Korean transcription(s)
- • Chosŏn'gŭl: 항구구역
- • Hancha: 港口區域
- • McCune-Reischauer: Hanggu-guyŏk
- • Revised Romanization: Hanggu-guyeok
- Interactive map of Hanggu Ward
- Coordinates: 38°45′52″N 125°27′49″E﻿ / ﻿38.76444°N 125.46361°E
- Country: North Korea
- Province: South P'yŏngan
- Special City: Namp'o-tŭkpyŏlsi
- Administrative divisions: 18 tong, 10 ri

= Hanggu-guyok =

Hanggu-guyŏk is a kuyŏk in Namp'o Special City, South P'yŏngan province, North Korea.

Choe Thae-bok, former chairman of the Supreme People's Assembly from 1998 to 2019 , was born in Hanggu-guyŏk.

==Administrative divisions==
Hanggu-guyŏk is divided into 18 neighbourhoods (tong) and 10 villages (ri).

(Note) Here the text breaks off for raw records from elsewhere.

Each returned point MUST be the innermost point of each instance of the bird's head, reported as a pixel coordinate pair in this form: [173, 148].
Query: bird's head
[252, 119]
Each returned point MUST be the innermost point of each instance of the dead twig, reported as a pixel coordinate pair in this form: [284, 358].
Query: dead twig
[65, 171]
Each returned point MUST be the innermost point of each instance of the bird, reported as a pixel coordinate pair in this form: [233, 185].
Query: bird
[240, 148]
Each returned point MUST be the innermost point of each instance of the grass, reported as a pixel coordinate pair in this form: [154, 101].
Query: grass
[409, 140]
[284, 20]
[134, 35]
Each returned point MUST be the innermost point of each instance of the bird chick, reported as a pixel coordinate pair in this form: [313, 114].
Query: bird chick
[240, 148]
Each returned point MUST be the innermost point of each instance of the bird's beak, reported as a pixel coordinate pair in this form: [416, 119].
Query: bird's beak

|  | Chosŏn'gŭl | Hancha |
|---|---|---|
| Chungbisŏk-tong | 중비석동 | 中碑石洞 |
| Chungdaedu-dong | 중대두동 | 中大頭洞 |
| Habisŏk-tong | 하비석동 | 下碑石洞 |
| Hadaedu-dong | 하대두동 | 下大頭洞 |
| Handu-dong | 한두동 | 漢頭洞 |
| Haean-dong | 해안동 | 海岸洞 |
| Hanggu-dong | 항구동 | 港口洞 |
| Hup'o-dong | 후포동 | 後浦洞 |
| Kŏn'guk 1-dong | 건국1동 | 建國1洞 |
| Kŏn'guk 2-dong | 건국2동 | 建國2洞 |
| Munae-dong | 문애동 | 文艾洞 |
| Munhwa-dong | 문화동 | 文化洞 |
| Ryusa-dong | 류사동 | 柳沙洞 |
| Sangbisŏk-tong | 상비석동 | 上碑石洞 |
| Sangdaedu-dong | 상대두동 | 上大頭洞 |
| Sŏnch'ang-dong | 선창동 | 仙倉洞 |
| Ŭndŏk-tong | 은덕동 | 恩德洞 |
| Yŏkch'ŏn-dong | 역전동 | 驛前洞 |
| Chisa-ri | 지사리 | 芝沙里 |
| Chodo-ri | 초도리 | 椒島里 |
| Kalchŏl-li | 갈천리 | 葛川里 |
| Kŏmsal-li | 검산리 | 檢山里 |
| Ŏho-ri | 어호리 | 漁湖里 |
| Sinhŭng-ri | 신흥리 | 新興里 |
| Toji-ri | 도지리 | 島智里 |
| Tŏkhae-ri | 덕해리 | 德海里 |
| Tongjŏl-li | 동전리 | 東箭里 |
| Usal-li | 우산리 | 牛山里 |

==Transportation==
Hanggu district is served by the P'yŏngnam Line of the Korean State Railway.